“Our family survived a revolution and the extremism that followed it. Then we escaped through a border covered in mines,” Sebastian Oveysi, Iranian-born chef and co-owner of Amoo’s in McLean, told me recently. “We can get through a pandemic, too.”

Shuttered by covid-19, many restaurants in this country will never serve another meal. But others are managing to adapt to the unexpected circumstances that have thrown the entire industry off balance.

Some local restaurant owners say they have an inherent advantage: their experiences of chaos and turmoil in the places they left behind.

Here in Washington and its environs, you can find Afghans, Yemenis, Vietnamese, Cubans, Burmese, Ethiopians and Eritreans who defied the most daunting odds to achieve success before anyone had heard of covid-19.

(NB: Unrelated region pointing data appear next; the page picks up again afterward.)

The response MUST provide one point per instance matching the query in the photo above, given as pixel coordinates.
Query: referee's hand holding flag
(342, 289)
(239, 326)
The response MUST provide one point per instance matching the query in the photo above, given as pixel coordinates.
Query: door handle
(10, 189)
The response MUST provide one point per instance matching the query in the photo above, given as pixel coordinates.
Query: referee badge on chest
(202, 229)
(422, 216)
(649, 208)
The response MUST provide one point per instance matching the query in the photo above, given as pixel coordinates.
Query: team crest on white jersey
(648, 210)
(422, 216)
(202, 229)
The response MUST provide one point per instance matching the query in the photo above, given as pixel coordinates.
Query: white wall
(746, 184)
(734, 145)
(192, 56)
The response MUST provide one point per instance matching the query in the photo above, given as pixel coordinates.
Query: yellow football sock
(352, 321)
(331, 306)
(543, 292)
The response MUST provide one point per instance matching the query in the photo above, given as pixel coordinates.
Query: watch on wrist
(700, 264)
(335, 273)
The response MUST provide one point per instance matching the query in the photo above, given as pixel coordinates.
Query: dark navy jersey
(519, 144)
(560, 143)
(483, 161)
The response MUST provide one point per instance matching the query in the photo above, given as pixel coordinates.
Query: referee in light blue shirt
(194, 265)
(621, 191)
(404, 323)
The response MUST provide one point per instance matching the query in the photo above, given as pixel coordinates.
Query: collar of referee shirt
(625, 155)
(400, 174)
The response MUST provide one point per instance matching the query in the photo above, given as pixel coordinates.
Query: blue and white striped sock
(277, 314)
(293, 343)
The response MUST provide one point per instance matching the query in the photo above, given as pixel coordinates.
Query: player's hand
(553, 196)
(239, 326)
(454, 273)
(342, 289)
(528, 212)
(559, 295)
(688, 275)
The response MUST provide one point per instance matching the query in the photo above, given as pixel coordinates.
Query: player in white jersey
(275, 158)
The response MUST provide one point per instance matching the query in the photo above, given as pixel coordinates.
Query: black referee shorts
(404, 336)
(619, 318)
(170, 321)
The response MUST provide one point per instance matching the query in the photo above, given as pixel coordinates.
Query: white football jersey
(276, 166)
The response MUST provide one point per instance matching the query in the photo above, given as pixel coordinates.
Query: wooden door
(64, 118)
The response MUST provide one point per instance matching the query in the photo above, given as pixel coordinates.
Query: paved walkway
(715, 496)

Oveysi’s story is representative.

His father was an officer in Iran’s air force under the shah. Following the 1979 revolution, Oveysi was thrown into prison, where he was set to be executed. He managed to break out, fleeing to neighboring Turkey. He managed to bring the rest of the family out later. They eventually arrived in the United States in 1994 and made their home in Annandale.

“My dad went from being a respected military officer to a Dunkin’ Donuts delivery guy,” Oveysi said.

Diners at the family’s perpetually packed 52-seat restaurant wouldn’t have guessed any of it. The Oveysis became well-integrated Americans, turning out some of the best kebabs west of Isfahan.

But everything changed in March. When the coronavirus struck, Oveysi ordered six months’ worth of sanitizing supplies, masks and gloves. Others in the business chided him for overreacting.

“We had a family meeting and asked ourselves how are we going deal with this,” he said, “We’re going to follow the science and the experts and make informed decisions.”

The D.C. restaurant Little Sesame could have closed because of coronavirus but is using its kitchen to serve the city's most vulnerable instead. (Shane Alcock/The Washington Post)

The family viewed suspending operations and waiting for the storm to pass as a recipe for destruction. So they focused on expanding takeout and deliveries and looked for new opportunities.

Sales are down more than 65 percent, but Oveysi has compensated, in part, with an unexpected surge in business for his food truck, Saffron Gourmet. An avid social media user, he regularly posts images from his truck’s adventures in the greater Washington area. Several local homeowners’ associations took notice and asked him to bring the food truck to their complexes. Now he has bookings every day.

Oveysi doesn’t expect business to return to normal for the next 36 months. Still, his enthusiasm hasn’t slowed. It remains his secret ingredient.

Gabriela Febres and Ali Arellano, the Venezuelan-born co-owners of Arepa Zone, share similar instincts. Their popular fast-casual lunch spot, which opened in late 2017, quickly became something of a cultural hub. The welcoming staff, TVs permanently tuned to Spanish-language soccer and communal tables made for as inviting a restaurant as you could find downtown.

Then the pandemic hit.

When other restaurants shuttered their doors, Arepa Zone immediately pivoted to doing home deliveries of prepared ingredients of their signature dishes. With this money they began partnering with fellow restaurateur José Andrés’s nonprofit World Central Kitchen’s program to feed underserved communities, earning $10 per meal, which Febres calls a “huge lifeline.”

Febres and Arellano have lived in the United Statesfor years but remain closely connected to developments in their homeland. Most of their employees are recent arrivals from Venezuela.

“If Venezuelans have anything, it’s the ability to adapt. How do you do it? There’s really no other way. It’s survival mode,” Febres said. “The situation back home accidentally prepared us all for this,” she said.

Enrique Limardo, the executive chef and co-owner of Seven Reasons and Immigrant Food, a fast-casual restaurant celebrating immigrant contributions to eating in this country, is also from Venezuela. In addition to offering takeaway meals that include signature cocktails, Limardo and his partners have responded by partially converting their highly acclaimed restaurant into an incubator, offering their staff the use of the kitchen to do pop-up projects to test their own restaurant concepts.

“Crime waves stopped people from going out at night,” he says, recalling his professional beginnings back in Caracas. “The collapse in oil prices drove so many restaurants out of business. Economic conditions meant fewer and fewer people could afford fine dining.”

He says he learned to “to juggle, shift, modify,” which meant improvising by finding substitutes for ingredients that suddenly disappeared from markets, and how to shake up work assignments among the staff to respond to changing demands — but also make them more versatile team members. These adaptive skills are now coming in handy during the pandemic.

We may not always notice how much immigrants contribute to the vibrancy of American food culture, but the current crisis should remind everyone of precisely that. I have no doubt that our food production and distribution would be far worse off right now without their hard work and their entrepreneurial skills.

Like millions of other immigrants, Oveysi, Limardo and Febres worked hard to carve out a place for themselves in this society — and they aren’t about to let it go. Those core American values of ingenuity and resilience are now best exemplified by the immigrants who continue to help us stay fed in these dire times.